The implementation of oxygenated biofuels in the current vehicle fleet was investigated by performing tests on a gasoline optimised DISI engine. Five oxygenated biofuels (methanol, ethanol, n-butanol, iso-butanol and MTBE) were tested and compared to gasoline. The fuels were tested at various engine operating conditions: low load and mid load conditions at three different engine speeds and a spark timing sweep was performed at 2500 RPM and 7.5 bar IMEP. The effect of the oxygenated biofuels on engine efficiency, combustion propagation and emissions has been evaluated.

Based on the presented results, the following conclusions were drawn:

• The oxygenated biofuels exhibit increased efficiency at both knock-limited and non-knock-limited engine conditions without any engine or control optimisation.
• Due to increased charge cooling of the alcohols, there is a decrease in heat loss and exhaust temperature compared to gasoline.
• Methanol exhibits significantly increased burn rates compared to the other fuels. This is probably attributed to increased laminar flame speed and higher injection pressures.

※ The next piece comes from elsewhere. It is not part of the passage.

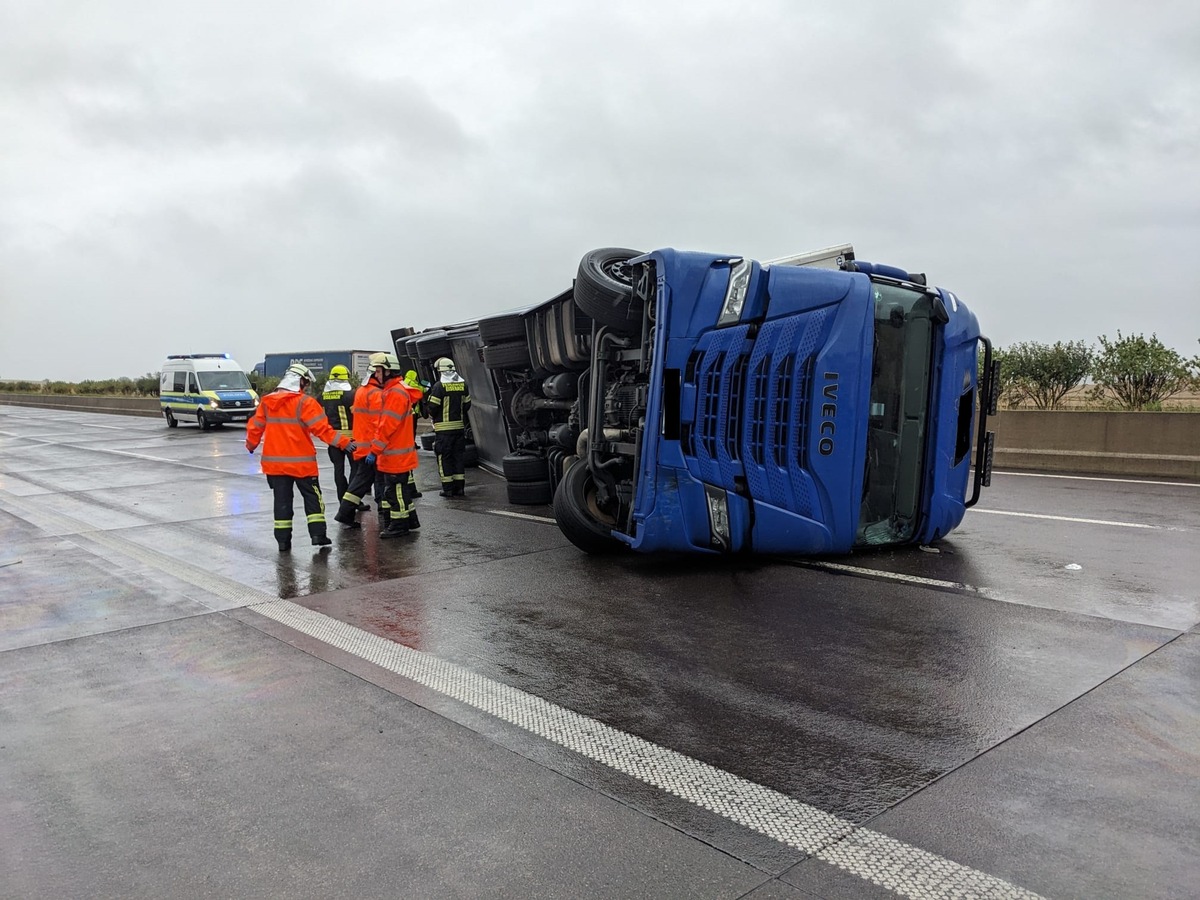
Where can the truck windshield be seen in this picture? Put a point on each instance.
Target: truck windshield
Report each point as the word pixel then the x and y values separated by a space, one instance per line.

• The laminar flame speed seems to have more of an impact during initial flame development (CA010). At the later stages of combustion, in-cylinder turbulence and injection pressure affect flame propagation more.
• The oxygenated fuels, especially methanol and ethanol, decrease emissions of CO, HC and NOx compared to gasoline.
• Gasoline emits the lowest levels of PM and PN emissions.
• N-butanol and iso-butanol show increased levels of particle emissions compared to the other fuels. The low volatility of these fuels leads to high levels of fuel impingement and pool fires. At high load, this also increases HC- and CO emissions. The effect is more pronounced at low speed conditions.